O chilrear dos pássaros foi substituído pelo metálico e ululante som das aeronaves. Pouco depois eram já as sirenes dos carros dos bombeiros. Instalou-se a aflição total na aldeia. Cristina Rodrigues, de 62 anos, ainda tem as marcas no corpo dessa desorientação. Partiu a cabeça, esfolou o joelho.
Mas não era com ela que estava preocupada. Era com o marido, cego e com cinco AVC no corpo. Não parou para trás e para a frente. Primeiro: pôr o companheiro em segurança. Ela que mora na parte de baixo da povoação teve de subir até lá acima para o deixar na associação da terra. E depois descer. Tinha que proteger a casa. Foi muita coisa ao mesmo tempo.
“Aquilo começou ali por detrás e depois foi uma coisa por demais. Eu e estas vizinhas, que são todas velhotas, estávamos todos a tentar ajudar”, conta Cristina. Felizmente, essa solidariedade chegou para que ninguém perdesse mais do que uns montes ardidos ou uns barracos.

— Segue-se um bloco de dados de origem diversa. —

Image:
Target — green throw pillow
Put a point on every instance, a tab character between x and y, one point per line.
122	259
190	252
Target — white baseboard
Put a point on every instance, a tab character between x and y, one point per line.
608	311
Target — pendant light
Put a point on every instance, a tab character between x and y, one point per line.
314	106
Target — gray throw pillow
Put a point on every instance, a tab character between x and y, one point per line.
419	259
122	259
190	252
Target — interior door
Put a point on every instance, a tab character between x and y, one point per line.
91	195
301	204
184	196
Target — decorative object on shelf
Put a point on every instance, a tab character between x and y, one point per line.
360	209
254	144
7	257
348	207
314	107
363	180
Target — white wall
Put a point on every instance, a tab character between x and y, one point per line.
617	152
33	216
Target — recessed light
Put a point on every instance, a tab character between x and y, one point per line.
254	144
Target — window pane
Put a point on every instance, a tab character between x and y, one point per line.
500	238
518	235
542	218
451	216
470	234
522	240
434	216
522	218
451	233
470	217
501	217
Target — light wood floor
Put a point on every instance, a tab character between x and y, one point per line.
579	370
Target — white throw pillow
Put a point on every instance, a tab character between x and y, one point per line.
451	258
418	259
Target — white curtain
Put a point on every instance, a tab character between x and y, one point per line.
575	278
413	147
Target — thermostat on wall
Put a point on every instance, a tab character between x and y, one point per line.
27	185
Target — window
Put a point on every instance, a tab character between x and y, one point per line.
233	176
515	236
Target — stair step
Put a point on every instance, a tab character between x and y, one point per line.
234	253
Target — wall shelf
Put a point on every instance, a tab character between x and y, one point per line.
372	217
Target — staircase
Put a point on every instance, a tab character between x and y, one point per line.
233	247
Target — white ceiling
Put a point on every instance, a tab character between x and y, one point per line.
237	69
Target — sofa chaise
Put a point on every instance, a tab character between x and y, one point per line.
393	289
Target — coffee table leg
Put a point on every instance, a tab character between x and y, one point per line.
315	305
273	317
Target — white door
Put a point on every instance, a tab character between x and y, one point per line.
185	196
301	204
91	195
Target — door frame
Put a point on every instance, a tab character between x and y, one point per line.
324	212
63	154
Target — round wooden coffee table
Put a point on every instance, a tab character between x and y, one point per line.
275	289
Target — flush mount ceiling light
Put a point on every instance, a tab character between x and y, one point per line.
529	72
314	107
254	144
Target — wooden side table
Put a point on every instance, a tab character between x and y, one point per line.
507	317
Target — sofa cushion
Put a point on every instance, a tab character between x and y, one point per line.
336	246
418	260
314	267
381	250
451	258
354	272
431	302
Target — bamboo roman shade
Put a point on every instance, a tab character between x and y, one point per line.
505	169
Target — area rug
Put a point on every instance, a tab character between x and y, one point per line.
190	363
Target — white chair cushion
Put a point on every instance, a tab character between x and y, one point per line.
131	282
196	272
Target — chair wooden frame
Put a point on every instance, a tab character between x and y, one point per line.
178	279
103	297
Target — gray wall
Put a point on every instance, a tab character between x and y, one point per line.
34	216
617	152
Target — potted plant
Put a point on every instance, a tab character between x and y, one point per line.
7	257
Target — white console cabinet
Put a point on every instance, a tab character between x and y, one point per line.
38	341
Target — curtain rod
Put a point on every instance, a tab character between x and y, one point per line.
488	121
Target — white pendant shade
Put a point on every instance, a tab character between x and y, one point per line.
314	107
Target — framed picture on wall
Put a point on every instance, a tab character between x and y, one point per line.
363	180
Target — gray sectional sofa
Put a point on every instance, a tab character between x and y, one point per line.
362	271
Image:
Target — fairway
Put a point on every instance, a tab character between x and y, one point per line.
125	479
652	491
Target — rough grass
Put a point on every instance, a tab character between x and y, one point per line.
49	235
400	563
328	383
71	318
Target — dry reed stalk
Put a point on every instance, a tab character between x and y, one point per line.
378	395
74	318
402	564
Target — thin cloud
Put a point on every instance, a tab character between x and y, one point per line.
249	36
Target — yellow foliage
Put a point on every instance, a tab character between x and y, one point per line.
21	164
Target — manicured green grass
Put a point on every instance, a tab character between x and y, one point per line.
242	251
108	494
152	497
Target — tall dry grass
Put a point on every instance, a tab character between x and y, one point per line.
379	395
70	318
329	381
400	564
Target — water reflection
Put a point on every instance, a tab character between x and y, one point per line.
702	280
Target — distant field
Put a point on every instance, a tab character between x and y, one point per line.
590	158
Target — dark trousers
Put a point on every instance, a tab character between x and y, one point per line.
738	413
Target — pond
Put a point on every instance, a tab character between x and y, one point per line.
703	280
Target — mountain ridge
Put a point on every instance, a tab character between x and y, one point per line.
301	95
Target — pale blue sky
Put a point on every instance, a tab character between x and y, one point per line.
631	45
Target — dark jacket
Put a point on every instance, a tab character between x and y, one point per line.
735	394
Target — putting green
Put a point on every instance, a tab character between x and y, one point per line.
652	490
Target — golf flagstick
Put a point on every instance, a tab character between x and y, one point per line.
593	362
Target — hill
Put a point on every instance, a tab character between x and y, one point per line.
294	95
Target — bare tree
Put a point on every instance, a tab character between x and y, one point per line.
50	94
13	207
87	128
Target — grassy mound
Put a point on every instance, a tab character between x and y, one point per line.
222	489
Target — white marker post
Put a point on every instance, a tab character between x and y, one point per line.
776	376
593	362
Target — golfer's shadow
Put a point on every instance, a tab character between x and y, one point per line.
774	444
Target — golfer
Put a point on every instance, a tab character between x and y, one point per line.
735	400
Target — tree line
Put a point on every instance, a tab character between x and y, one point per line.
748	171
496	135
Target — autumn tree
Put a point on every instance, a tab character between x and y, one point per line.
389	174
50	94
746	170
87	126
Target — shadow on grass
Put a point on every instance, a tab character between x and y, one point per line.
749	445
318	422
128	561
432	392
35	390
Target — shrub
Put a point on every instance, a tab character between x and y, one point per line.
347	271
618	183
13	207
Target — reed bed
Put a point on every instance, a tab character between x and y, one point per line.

São os únicos prejuízos no local em que a PJ acredita que começou o incêndio, graças a uma trovoada seca, que devastou tudo o que lhe apareceu pela frente: aldeias, casas, carros, terrenos, animais. E vidas humanas, 64, segundo o balanço oficial divulgado pelas 20h09 de segunda-feira, dia 19 e segundo dia de luto nacional.
Foi aqui que começou a tragédia, mas em Escalos Fundeiros ainda se vê algum verde, ao contrário das povoações por onde o fogo, já com mais combustível, arrasou tudo por onde passou. Uma constatação que valida aquilo que muitos peritos dizem: a de que a zona onde começa o fogo não é a mais afectada.
Ciência e suspeitas
Se a Judiciária garante que se baseia em critérios científicos para dizer que não houve mão criminosa nesta tragédia, em Escalos Fundeiros a ciência levanta muitas dúvidas.
“Queria desmentir o que a comunicação social diz acerca da tempestade. Não houve relâmpago, quando já tinha ardido tudo é que vieram os relâmpagos. Hoje, houve relâmpagos bem maiores. Havia fogo por todo o lado. Era ali em cima, era em baixo, à frente. Tudo no espaço de minutos. Questionem o que andavam a fazer três avionetas na sexta-feira. Toda a gente as viu”, suspeita Vanda, de 48 anos.
Não é a única que duvida da primeira tese oficial. Muitos dos que ali se cruzam com um carro de um meio de comunicação social pedem para parar. E todos dizem mais ou menos o mesmo: “Não acredite no que eles dizem, isto foi mão criminosa.”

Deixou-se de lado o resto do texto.